Shashi tharoor ko Pasand Nahi aayega. He won't appreciate this.— Safiya Khan (@SafiyaRazi) January 6, 2020
The reason behind his tagging? In December last year, Shashi Tharoor had attracted the ire of Twitter when he had put out a tweet saying that the fight against Hindutva extremism should give no comfort to Islamic extremism either. He was responding to a tweet where an user recited Shahada – one of the Five Pillars of Islam – over the ongoing anti-CAA protests across the country.
He further said that people who are raising their voice over CAA and NRC are fighting to defend an inclusive India.
Our fight against Hindutva extremism should give no comfort to Islamist extremism either. We who’re raising our voice in the #CAA_NRCProtests are fighting to defend an #InclusiveIndia. We will not allow pluralism&diversity to be supplanted by any kind of religious fundamentalism. https://t.co/C9GVtB9gIa— Shashi Tharoor (@ShashiTharoor) December 29, 2019
This tweet drew him flak who pointed out that the Citizenship Amendment Bill didn't discriminate against any other religion but Muslims.
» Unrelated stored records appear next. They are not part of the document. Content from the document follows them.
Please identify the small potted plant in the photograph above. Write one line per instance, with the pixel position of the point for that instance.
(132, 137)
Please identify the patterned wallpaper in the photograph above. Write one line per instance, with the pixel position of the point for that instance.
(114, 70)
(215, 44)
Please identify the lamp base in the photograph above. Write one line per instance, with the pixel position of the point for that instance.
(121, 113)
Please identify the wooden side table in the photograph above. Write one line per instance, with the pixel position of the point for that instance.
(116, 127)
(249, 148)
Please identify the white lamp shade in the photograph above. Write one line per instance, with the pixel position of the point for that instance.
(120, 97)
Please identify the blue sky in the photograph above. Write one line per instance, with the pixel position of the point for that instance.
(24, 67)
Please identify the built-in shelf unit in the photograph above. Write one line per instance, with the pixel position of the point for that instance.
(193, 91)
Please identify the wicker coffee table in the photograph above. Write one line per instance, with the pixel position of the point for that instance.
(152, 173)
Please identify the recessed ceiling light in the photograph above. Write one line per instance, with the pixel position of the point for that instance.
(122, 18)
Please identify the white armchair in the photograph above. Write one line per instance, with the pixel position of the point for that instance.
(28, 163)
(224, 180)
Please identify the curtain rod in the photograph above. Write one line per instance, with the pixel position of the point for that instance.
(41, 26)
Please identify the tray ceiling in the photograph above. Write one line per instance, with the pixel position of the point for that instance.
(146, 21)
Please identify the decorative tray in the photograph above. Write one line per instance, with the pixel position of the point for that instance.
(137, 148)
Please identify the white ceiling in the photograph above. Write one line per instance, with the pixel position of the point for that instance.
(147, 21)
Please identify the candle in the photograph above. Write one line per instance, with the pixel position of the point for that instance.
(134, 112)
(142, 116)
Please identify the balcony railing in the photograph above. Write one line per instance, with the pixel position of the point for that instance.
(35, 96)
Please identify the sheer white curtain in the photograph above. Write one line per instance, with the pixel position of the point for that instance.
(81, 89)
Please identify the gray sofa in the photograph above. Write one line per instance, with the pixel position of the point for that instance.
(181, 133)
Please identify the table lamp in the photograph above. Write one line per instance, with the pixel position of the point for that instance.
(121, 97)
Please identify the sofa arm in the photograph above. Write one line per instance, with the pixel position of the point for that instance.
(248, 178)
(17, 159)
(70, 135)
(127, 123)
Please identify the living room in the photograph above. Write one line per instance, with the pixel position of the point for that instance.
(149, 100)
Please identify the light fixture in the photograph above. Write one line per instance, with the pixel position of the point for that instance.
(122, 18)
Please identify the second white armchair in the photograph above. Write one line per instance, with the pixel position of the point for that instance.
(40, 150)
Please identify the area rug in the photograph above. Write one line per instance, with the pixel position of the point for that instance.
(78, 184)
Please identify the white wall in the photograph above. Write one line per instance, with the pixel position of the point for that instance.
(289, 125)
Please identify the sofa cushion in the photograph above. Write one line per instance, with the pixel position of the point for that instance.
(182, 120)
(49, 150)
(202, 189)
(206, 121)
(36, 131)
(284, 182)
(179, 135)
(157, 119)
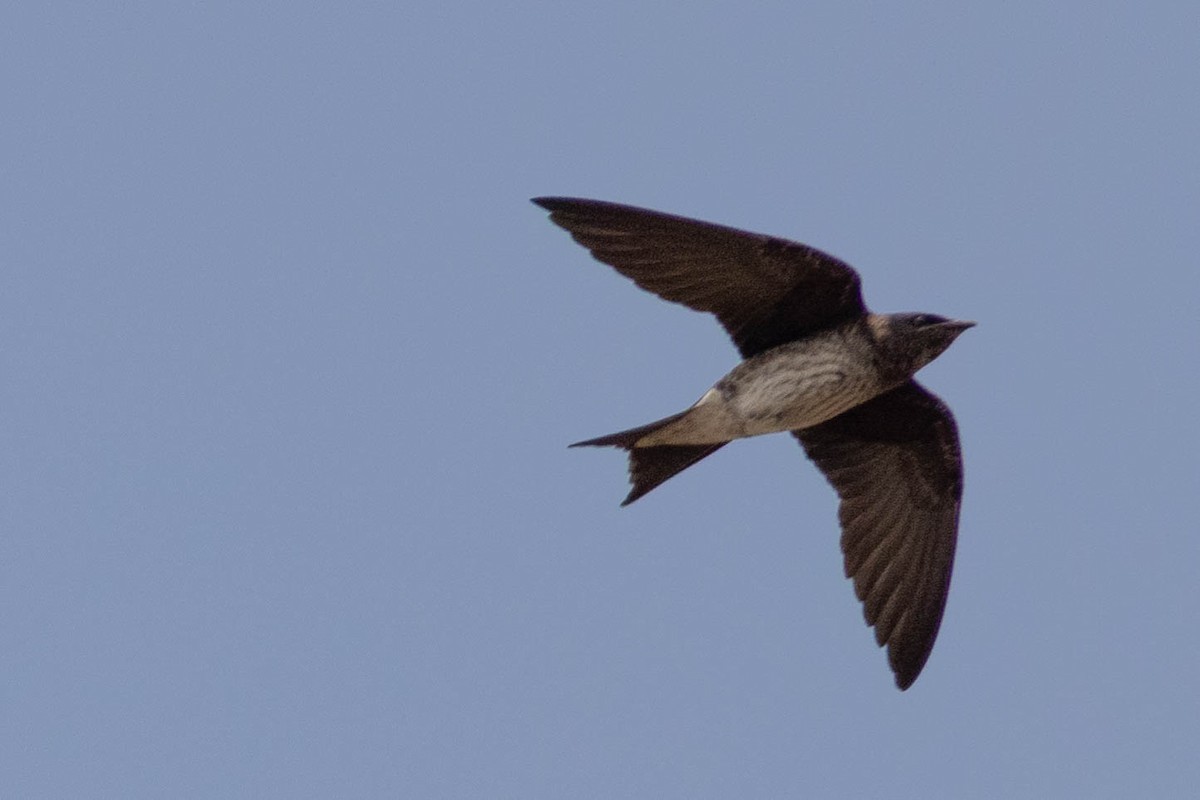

"Liberty of thought, expression, belief, faith and worship."'La illaha illallah' certainly comes within that definition.This is our fight, Mr. Tharoor. Please stop telling us what to do. https://t.co/JEoGXkm4gg— نتاشا Natasha (@nuts2406) December 29, 2019
The Muslims are disproportionately targeted. It is *their* struggle. Not yours. Stop dictating to them what they can and cannot say.— Meraj Hasan (@_merajhasan) December 29, 2019
Tharoor had since clarified what he meant in his earlier tweet.
2. I also understand the primordial place of the Kalima in the Islamic faith. "La ilaha ilallah" is unexceptionable in itself. It's the context that matters here; the phrase ‘tera mera rishta la ilaha illallah’ tends to isolate the community from others whose rishta is to India.— Shashi Tharoor (@ShashiTharoor) December 30, 2019
4. My point is, of course I understand what's at stake for the Muslim community. But that's because the basic idea of Indian pluralism is threatened. Broadbase the cause. You can't fight Hindutva communalism by promoting Muslim communalism. Identity politics will destroy India.— Shashi Tharoor (@ShashiTharoor) December 30, 2019
For a larger global audience, Ramy's win may have been the Hollywood representation they had been waiting for all along.